The MPs and peers are thought to believe that Google could have done more to comply with ex-Formula One boss Max Mosley's request to remove links to a video of a "sick Nazi orgy", covertly produced by the News of the World, that were widely distributed after 2008.
Mosley, who won £60,000 in damages in a privacy case against the now-defunct Sunday tabloid, has sued Google over the case after claiming that the search giant "could stop a story appearing, but don't or won't as a matter of principle".
The committee members are also thought to believe that Google is dragging its feet over enforcing court orders requiring the deletion of previously public material over privacy concerns.

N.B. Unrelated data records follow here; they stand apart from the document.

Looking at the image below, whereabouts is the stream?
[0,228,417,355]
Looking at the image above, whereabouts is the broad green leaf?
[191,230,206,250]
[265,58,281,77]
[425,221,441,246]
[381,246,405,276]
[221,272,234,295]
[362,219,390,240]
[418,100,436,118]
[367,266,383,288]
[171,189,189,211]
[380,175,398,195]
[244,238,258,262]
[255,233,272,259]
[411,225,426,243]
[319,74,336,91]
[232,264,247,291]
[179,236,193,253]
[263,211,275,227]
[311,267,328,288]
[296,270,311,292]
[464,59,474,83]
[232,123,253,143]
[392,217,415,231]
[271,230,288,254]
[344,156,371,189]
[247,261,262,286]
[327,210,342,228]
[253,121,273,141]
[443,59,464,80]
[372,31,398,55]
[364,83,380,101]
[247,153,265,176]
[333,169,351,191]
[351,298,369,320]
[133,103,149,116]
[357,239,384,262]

Prime Minister David Cameron set up the committee to investigate privacy and injunctions after the controversy over Ryan Giggs, who was unmasked by thousands of Twitter users last year as the footballer who had taken out a superinjunction over an alleged affair with model Imogen Thomas.
Mosley told the MPs and peers last December that the orgy video was taken down from the News of the World website, but it had already spread across the internet.
He said that search engines such as Google had a responsibility to take down news items, videos and images that breached people's privacy.
But Google's legal director Daphne Keller told the committee in January that removing the offending material was not an easy task.
"We don't have a mechanism that can find duplicates of pictures or duplicates of text and make them disappear from our web search," she said. "And as a policy matter I don't think that would be a good idea."
However, the committee members were not convinced by Google's response, including Labour MP Ben Bradshaw describing the company's arguments as "totally unconvincing".
The committee is due to report back next Tuesday.